What is a Credit Limit?
What is a Credit Limit?
This is the maximum amount of money that you can borrow from a lender, like a bank or credit card company, at a given time. Think of it like the maximum amount of groceries you can fit into your shopping cart.
For example, if you have a credit card with a credit limit of $1,000, that means you can spend up to $1,000 on your card. But once you reach that limit, you'll need to start paying off what you owe before you can borrow more money with your card.
Remember, it's a good idea to not use all your available credit. Using too much can actually hurt your credit score. Just because the bank says you can borrow up to $1,000, doesn't mean it's a good idea to borrow that whole amount.
3 things to know about Credit Limits
1. Sets Boundaries: A credit limit sets a boundary on your spending. This is really your lender's way of saying, "This is how much we trust you can repay." It encourages you to manage your money wisely and not spend more than you can afford to pay back.

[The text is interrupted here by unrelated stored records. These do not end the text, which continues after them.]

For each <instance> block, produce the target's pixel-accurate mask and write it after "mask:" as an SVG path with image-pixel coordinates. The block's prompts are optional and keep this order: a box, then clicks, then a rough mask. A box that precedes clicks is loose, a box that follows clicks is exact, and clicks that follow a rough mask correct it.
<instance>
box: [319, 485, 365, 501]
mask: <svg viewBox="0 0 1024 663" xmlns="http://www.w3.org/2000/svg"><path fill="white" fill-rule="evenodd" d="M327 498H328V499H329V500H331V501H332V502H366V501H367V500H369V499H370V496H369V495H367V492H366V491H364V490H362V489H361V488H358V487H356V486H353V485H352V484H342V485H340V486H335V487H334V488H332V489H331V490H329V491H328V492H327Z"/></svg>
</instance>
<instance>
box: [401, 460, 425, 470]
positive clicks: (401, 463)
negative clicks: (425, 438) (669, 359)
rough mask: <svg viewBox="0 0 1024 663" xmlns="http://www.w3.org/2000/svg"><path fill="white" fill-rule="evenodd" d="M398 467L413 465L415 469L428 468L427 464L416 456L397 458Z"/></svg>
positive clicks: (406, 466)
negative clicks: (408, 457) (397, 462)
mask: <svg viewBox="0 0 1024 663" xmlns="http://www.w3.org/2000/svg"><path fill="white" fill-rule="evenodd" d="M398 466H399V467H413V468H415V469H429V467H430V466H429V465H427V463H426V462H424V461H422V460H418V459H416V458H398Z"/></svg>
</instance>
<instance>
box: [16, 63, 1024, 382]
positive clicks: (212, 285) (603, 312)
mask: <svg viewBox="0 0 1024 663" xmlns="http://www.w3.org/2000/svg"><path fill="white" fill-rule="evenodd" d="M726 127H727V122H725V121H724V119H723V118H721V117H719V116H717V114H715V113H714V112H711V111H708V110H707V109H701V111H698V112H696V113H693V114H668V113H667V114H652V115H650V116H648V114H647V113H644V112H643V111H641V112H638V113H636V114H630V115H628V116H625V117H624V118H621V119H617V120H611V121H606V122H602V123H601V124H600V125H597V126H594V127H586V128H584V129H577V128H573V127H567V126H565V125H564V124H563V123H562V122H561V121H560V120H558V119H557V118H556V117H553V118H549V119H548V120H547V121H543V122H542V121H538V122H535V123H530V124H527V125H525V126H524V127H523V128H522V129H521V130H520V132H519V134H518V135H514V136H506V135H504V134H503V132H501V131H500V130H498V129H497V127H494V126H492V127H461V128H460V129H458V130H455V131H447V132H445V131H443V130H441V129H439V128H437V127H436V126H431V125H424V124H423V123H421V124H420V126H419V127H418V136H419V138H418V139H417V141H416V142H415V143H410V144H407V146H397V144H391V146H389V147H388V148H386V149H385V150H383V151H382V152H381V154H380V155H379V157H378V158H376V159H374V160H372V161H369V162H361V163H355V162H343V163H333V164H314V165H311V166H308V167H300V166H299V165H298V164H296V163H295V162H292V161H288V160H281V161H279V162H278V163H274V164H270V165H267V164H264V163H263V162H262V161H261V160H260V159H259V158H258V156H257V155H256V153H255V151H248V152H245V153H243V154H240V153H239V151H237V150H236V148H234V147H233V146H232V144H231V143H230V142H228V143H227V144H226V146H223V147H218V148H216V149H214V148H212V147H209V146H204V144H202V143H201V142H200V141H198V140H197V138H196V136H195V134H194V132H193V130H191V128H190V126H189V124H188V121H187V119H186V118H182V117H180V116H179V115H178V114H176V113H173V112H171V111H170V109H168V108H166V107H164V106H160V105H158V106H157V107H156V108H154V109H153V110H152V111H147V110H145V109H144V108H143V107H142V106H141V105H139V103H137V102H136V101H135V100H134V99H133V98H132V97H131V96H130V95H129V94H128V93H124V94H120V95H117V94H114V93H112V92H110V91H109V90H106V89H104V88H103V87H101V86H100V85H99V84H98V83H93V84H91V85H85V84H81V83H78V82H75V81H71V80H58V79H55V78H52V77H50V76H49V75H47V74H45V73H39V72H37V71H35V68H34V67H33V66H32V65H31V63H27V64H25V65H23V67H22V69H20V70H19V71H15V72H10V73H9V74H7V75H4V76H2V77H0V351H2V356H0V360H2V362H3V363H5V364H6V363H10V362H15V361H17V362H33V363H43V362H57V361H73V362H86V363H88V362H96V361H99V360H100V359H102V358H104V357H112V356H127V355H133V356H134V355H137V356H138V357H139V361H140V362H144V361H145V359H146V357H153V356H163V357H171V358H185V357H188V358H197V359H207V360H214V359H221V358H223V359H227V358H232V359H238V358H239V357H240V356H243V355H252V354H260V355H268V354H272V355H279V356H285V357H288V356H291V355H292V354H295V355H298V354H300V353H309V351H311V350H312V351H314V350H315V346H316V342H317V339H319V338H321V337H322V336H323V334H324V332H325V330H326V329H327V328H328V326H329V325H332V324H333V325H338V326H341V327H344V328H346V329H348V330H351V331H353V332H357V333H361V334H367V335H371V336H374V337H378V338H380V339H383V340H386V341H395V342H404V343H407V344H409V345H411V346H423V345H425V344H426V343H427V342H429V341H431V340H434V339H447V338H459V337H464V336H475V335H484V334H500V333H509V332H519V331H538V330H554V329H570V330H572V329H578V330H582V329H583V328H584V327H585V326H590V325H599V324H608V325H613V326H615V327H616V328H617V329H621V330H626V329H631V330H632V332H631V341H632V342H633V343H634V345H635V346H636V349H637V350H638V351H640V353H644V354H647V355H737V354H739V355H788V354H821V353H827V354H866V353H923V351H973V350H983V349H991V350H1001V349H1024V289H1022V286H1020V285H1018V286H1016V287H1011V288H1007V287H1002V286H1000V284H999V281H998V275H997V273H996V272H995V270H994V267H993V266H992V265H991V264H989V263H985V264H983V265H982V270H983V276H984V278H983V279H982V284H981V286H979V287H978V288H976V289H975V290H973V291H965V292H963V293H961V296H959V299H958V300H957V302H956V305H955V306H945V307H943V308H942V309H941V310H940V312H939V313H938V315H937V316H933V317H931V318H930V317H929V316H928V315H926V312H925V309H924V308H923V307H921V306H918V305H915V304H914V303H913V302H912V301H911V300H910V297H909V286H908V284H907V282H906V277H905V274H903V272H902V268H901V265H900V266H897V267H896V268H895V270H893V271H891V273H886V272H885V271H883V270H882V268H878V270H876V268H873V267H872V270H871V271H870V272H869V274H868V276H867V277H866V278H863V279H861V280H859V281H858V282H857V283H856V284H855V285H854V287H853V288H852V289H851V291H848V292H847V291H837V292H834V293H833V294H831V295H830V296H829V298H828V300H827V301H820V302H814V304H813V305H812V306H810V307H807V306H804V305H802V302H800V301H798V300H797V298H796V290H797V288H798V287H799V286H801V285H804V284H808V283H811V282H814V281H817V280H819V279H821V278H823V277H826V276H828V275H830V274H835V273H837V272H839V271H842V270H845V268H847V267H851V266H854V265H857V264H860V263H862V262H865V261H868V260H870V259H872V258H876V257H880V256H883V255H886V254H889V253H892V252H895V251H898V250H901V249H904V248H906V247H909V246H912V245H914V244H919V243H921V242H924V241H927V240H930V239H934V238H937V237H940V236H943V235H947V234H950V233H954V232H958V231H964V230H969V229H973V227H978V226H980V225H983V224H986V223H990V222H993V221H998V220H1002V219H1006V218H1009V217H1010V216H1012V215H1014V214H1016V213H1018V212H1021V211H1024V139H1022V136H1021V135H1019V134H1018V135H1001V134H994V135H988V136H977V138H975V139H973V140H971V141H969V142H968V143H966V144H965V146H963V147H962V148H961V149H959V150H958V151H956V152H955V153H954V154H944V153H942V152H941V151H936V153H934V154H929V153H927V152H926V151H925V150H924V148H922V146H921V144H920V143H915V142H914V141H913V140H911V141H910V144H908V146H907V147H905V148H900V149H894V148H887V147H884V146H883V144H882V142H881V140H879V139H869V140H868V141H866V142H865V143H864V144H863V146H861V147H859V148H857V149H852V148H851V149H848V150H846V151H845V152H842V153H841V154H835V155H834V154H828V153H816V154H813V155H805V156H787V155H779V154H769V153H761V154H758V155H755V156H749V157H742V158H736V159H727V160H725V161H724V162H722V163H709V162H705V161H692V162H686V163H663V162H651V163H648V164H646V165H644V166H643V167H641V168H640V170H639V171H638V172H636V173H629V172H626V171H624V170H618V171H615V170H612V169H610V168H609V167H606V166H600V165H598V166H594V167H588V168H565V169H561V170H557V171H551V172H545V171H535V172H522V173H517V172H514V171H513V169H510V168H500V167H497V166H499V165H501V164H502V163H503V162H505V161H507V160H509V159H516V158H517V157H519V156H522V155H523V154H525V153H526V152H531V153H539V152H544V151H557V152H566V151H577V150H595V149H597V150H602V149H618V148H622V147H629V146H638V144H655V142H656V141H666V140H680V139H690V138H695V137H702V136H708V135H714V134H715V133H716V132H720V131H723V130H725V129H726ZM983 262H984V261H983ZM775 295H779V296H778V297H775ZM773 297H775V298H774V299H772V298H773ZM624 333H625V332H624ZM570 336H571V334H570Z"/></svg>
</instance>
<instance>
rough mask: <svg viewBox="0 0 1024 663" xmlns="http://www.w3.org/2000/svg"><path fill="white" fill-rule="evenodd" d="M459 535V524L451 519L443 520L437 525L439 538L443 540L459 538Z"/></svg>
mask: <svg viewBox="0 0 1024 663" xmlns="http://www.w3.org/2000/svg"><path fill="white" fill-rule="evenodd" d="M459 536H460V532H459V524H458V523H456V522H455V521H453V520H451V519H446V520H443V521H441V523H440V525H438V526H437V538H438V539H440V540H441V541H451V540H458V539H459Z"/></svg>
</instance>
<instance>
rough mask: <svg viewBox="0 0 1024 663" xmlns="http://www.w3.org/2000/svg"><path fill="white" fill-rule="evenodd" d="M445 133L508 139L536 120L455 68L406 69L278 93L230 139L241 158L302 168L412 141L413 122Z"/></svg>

2. Can Change: Your credit limit isn't set in stone. It can change over time, usually based on your credit behavior. If you consistently make your payments on time and use your credit responsibly, the lender might raise your credit limit. On the other hand, if you miss payments or go over your limit, the lender might lower your credit limit.
3. Impacts Credit Score: The percentage of your credit limit that you're currently using, known as your credit utilization ratio, plays a big role in determining your credit score. A lower credit utilization rate is generally better for your credit score. As a rule of thumb, it's often suggested to keep your utilization below 30% of your total credit limit. 
Have credit cards always had Credit Limits?
Actually, no! When credit cards first came onto the scene in the United States in the 1950s, many of them did not initially have set credit limits. Instead, cardholders were often assessed on a case-by-case basis to determine their buying power.
It was only later, as the credit card system became more sophisticated and companies began to compete for customers, that credit limits were introduced as a way to manage risk. By setting a credit limit, companies could limit the potential loss if a customer were unable to repay their debt. This also provided a way for companies to offer different products to customers based on their creditworthiness.
Today, virtually all credit cards have a set credit limit, which is typically based on the cardholder's credit history, income, and current debt levels. A cardholder's credit limit can be periodically reviewed and adjusted based on these same factors, as well as payment history on the card.